We see the power of such imagining in a moving scene in Secret Garden. Ten-year-old Colin Cravens has been convinced, by others and by himself, that he is a permanent invalid who is going to die. When Mary Lennox tells him about the secret garden, however, he begins seeing the world, and his own prospects in it, in a new way. At this stage in their relationship, however, Mary isn’t sure that she can trust him with her greatest secret, which is that she has found a way into the garden.
What she does, therefore, is engage him in a process of imagining what the garden must be like. I share the following passage because I think it can provide a model for what Gatta has in mind. If we imagine green energy policy might accomplish—and do so in a way that is not empty wish fulfillment but acknowledges the challenges involved—then perhaps we can help bring about a version of the transformations that we witness in the book: which is a dying garden brought back to life, a disagreeable girl whose heart is opened, and a young invalid who learns, not only to walk, but to run.
So here’s Mary pulling Colin into the imagining process:
“Oh, Mary!” he said. “Oh, Mary! If I could get into it I think I should live to grow up! Do you suppose that instead of singing the Ayah song—you could just tell me softly as you did that first day what you imagine it looks like inside? I am sure it will make me go to sleep.”
“Yes,” answered Mary. “Shut your eyes.”
He closed his eyes and lay quite still and she held his hand and began to speak very slowly and in a very low voice.

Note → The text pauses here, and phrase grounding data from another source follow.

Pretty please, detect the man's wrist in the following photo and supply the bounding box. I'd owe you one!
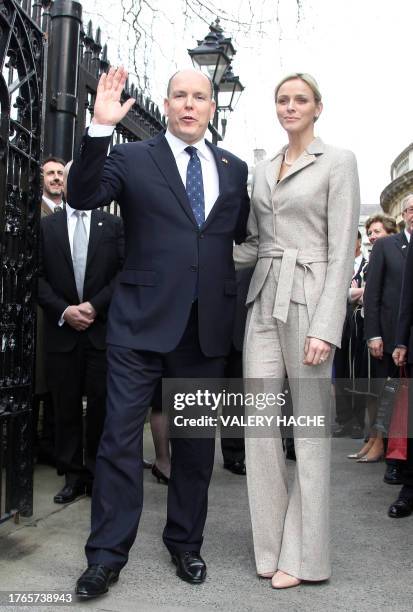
[59,306,70,327]
[88,122,115,137]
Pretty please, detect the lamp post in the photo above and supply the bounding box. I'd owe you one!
[188,18,243,145]
[217,64,244,138]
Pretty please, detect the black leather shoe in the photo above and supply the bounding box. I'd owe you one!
[223,461,246,475]
[76,564,119,599]
[383,465,403,485]
[171,551,206,584]
[332,425,352,438]
[53,482,85,504]
[388,498,413,518]
[143,458,153,469]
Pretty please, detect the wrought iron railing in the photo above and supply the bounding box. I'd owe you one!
[0,0,166,523]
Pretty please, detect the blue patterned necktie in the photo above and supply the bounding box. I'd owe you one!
[185,146,205,226]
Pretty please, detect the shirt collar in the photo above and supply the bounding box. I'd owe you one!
[404,229,411,243]
[42,195,63,211]
[65,203,92,218]
[165,129,211,162]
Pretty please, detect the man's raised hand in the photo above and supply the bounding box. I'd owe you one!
[92,66,136,126]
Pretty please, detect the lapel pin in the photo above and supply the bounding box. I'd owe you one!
[402,244,407,248]
[221,157,229,165]
[98,222,103,226]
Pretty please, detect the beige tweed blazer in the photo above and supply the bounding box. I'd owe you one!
[234,137,361,347]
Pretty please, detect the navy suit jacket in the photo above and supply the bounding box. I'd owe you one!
[68,131,249,357]
[364,232,408,354]
[396,234,413,362]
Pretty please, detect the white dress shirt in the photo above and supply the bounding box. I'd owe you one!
[404,229,411,243]
[65,203,92,255]
[88,123,220,218]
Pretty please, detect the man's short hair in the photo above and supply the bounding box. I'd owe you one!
[41,155,66,168]
[166,70,213,99]
[365,213,397,235]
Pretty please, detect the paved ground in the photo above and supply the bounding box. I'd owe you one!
[0,430,412,612]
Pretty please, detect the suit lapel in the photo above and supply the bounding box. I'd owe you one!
[52,209,73,269]
[395,231,409,257]
[265,153,284,195]
[201,142,230,230]
[281,151,317,181]
[86,210,104,267]
[147,134,197,226]
[274,137,325,184]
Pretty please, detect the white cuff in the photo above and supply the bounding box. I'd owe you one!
[88,123,115,137]
[59,307,69,327]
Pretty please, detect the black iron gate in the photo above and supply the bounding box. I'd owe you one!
[0,0,165,523]
[0,0,44,522]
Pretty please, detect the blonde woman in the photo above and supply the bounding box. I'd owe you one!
[234,73,360,588]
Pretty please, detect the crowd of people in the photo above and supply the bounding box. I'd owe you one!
[332,204,413,515]
[32,67,412,601]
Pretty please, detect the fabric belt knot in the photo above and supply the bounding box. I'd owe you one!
[257,243,328,323]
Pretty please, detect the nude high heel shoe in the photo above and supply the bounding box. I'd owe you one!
[347,437,374,459]
[356,437,384,462]
[271,570,302,589]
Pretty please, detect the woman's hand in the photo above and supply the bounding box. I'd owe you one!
[303,337,331,366]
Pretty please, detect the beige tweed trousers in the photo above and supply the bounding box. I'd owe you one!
[244,270,334,581]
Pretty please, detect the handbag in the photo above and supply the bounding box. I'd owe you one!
[385,366,408,461]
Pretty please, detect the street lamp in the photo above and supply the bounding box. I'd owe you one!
[188,18,234,87]
[216,64,244,139]
[217,64,244,112]
[188,18,243,144]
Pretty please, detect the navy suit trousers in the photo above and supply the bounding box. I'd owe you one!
[86,303,226,570]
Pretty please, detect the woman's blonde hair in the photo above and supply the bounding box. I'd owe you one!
[274,73,322,104]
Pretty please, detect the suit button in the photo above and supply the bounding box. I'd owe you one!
[190,265,198,272]
[199,233,204,238]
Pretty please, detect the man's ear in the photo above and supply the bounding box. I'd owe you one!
[210,99,216,121]
[164,98,169,117]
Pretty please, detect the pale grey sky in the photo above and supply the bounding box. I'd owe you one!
[81,0,413,205]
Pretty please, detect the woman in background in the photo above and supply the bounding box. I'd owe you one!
[347,213,397,462]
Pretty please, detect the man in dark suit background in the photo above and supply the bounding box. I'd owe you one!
[364,202,413,482]
[34,156,66,466]
[333,231,367,439]
[38,161,124,504]
[220,267,253,475]
[68,67,249,598]
[391,195,413,517]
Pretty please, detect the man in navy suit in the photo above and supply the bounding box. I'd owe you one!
[69,67,249,598]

“I think it has been left alone so long—that it has grown all into a lovely tangle. I think the roses have climbed and climbed and climbed until they hang from the branches and walls and creep over the ground—almost like a strange gray mist. Some of them have died but many—are alive and when the summer comes there will be curtains and fountains of roses. I think the ground is full of daffodils and snowdrops and lilies and iris working their way out of the dark. Now the spring has begun—perhaps—perhaps—”
The soft drone of her voice was making him stiller and stiller and she saw it and went on.
“Perhaps they are coming up through the grass—perhaps there are clusters of purple crocuses and gold ones—even now. Perhaps the leaves are beginning to break out and uncurl—and perhaps—the gray is changing and a green gauze veil is creeping—and creeping over—everything. And the birds are coming to look at it—because it is—so safe and still. And perhaps—perhaps—perhaps—” very softly and slowly indeed, “the robin has found a mate—and is building a nest.”
And Colin was asleep.
Because they have this hopeful vision, Colin and Mary are willing to put in the work, both to save the garden and to get well. It all begins with imagining.